Poster – Paper 506

WInte.r - A Web Data Integration Framework

Oliver Lehmberg, Christian Bizer and Alexander Brinkmann

Poster

clock_event October 23, 2017, Poster and Demo Reception, 18:30-21:20
house Festsaal 1
download Download paper (preprint)

Abstract

The Web provides a plethora of structured data, such as semantic annotations in web pages, data from HTML tables, datasets from open data portals, or linked data from the Linked Open Data Cloud. For many use cases, it is necessary to integrate such web data with existing local datasets. This integration entails schema matching, identity resolution, as well as data fusion. As an alternative to using a combination of partial or ad hoc solutions, this poster presents the Web Data Integration Framework (WInte.r), which supports end-to-end data integration by providing algorithms and building blocks for data pre-processing, schema matching, and identity resolution, as well as data fusion.

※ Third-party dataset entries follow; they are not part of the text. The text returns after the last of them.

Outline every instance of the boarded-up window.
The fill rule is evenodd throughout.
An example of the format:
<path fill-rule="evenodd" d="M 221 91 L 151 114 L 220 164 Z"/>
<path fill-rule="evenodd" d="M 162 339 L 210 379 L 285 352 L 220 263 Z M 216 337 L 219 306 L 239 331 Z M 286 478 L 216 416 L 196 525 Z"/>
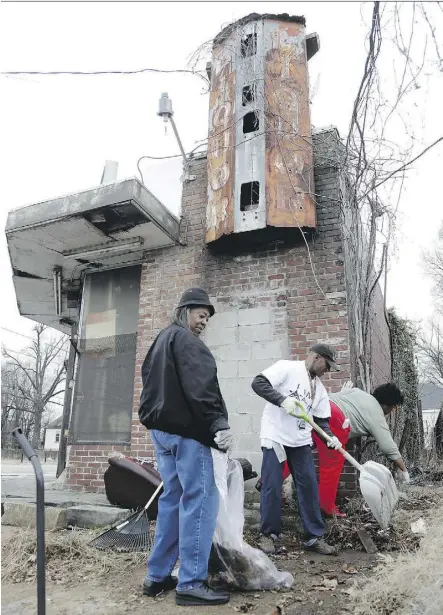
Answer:
<path fill-rule="evenodd" d="M 131 440 L 140 267 L 85 279 L 72 442 Z"/>

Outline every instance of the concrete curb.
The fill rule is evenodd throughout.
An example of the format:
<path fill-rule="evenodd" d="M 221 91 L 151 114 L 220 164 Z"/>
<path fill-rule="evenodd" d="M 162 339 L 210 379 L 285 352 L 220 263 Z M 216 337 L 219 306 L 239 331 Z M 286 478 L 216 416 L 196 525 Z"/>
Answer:
<path fill-rule="evenodd" d="M 5 502 L 2 525 L 22 528 L 36 527 L 36 506 L 24 502 Z M 62 530 L 67 527 L 66 508 L 45 506 L 45 529 Z"/>

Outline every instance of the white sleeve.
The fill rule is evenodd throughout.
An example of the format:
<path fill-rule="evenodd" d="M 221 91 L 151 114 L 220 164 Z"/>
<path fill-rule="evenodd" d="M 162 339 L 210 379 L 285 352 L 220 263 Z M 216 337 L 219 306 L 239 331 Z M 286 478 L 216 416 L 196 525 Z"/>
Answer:
<path fill-rule="evenodd" d="M 289 363 L 289 361 L 277 361 L 277 363 L 274 363 L 274 365 L 271 365 L 271 367 L 267 367 L 262 371 L 262 375 L 269 380 L 274 389 L 277 389 L 277 391 L 279 391 L 279 387 L 282 386 L 286 380 L 286 376 L 288 374 L 286 367 L 287 363 Z"/>
<path fill-rule="evenodd" d="M 312 414 L 319 419 L 328 419 L 331 416 L 331 405 L 329 403 L 329 397 L 326 393 L 326 389 L 321 385 L 320 399 L 312 408 Z"/>

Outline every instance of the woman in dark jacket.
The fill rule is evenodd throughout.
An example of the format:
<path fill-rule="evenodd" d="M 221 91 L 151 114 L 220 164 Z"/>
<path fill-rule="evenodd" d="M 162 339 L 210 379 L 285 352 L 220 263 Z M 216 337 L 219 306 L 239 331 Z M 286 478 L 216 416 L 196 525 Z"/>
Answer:
<path fill-rule="evenodd" d="M 218 512 L 210 447 L 227 451 L 232 442 L 215 360 L 199 339 L 214 313 L 204 290 L 187 290 L 142 367 L 139 417 L 151 430 L 164 483 L 143 591 L 156 596 L 176 587 L 180 605 L 229 601 L 207 585 Z M 178 580 L 171 576 L 177 558 Z"/>

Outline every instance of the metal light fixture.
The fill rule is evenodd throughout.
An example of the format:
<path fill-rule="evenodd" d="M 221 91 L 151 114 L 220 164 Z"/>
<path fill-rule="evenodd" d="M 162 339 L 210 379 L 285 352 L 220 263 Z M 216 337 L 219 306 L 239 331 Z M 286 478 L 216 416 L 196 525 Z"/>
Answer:
<path fill-rule="evenodd" d="M 189 173 L 189 160 L 186 157 L 186 153 L 185 153 L 185 150 L 183 149 L 182 142 L 178 135 L 178 131 L 177 131 L 177 127 L 174 122 L 174 118 L 172 117 L 174 115 L 174 112 L 172 110 L 172 100 L 169 98 L 167 92 L 163 92 L 163 94 L 161 95 L 161 98 L 159 100 L 159 109 L 158 109 L 157 115 L 162 117 L 165 123 L 168 122 L 168 120 L 171 122 L 172 130 L 174 131 L 175 138 L 177 139 L 178 146 L 183 156 L 184 173 L 181 178 L 182 181 L 187 181 L 187 182 L 193 181 L 194 179 L 196 179 L 197 176 L 191 175 Z"/>
<path fill-rule="evenodd" d="M 52 279 L 54 281 L 54 306 L 55 313 L 60 316 L 62 313 L 62 268 L 54 267 L 52 270 Z"/>
<path fill-rule="evenodd" d="M 134 237 L 134 239 L 130 239 L 129 241 L 115 242 L 111 245 L 108 243 L 102 246 L 84 248 L 83 250 L 78 251 L 70 250 L 69 252 L 65 252 L 63 256 L 67 260 L 76 258 L 93 258 L 98 255 L 113 254 L 115 252 L 126 250 L 127 248 L 142 246 L 143 243 L 144 241 L 141 237 Z"/>

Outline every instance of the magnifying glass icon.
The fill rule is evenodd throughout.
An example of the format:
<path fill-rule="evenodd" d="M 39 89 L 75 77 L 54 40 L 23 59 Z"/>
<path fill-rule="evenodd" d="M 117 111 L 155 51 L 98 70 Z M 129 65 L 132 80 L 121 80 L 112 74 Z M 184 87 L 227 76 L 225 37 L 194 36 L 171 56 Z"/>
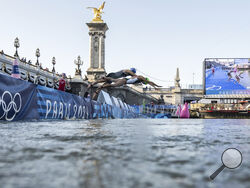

While being fully usable out-of-the box, the framework is highly customisable and allows for the composition of sophisticated integration architectures such as T2K Match, which is used to match millions of web tables against DBpedia. A second use case for which WInte.r was employed is the task of stitching (combining) web tables from the same web site into larger tables as a preprocessing step before matching. The WInte.r framework is written in Java and is available as open source under the Apache 2.0 license.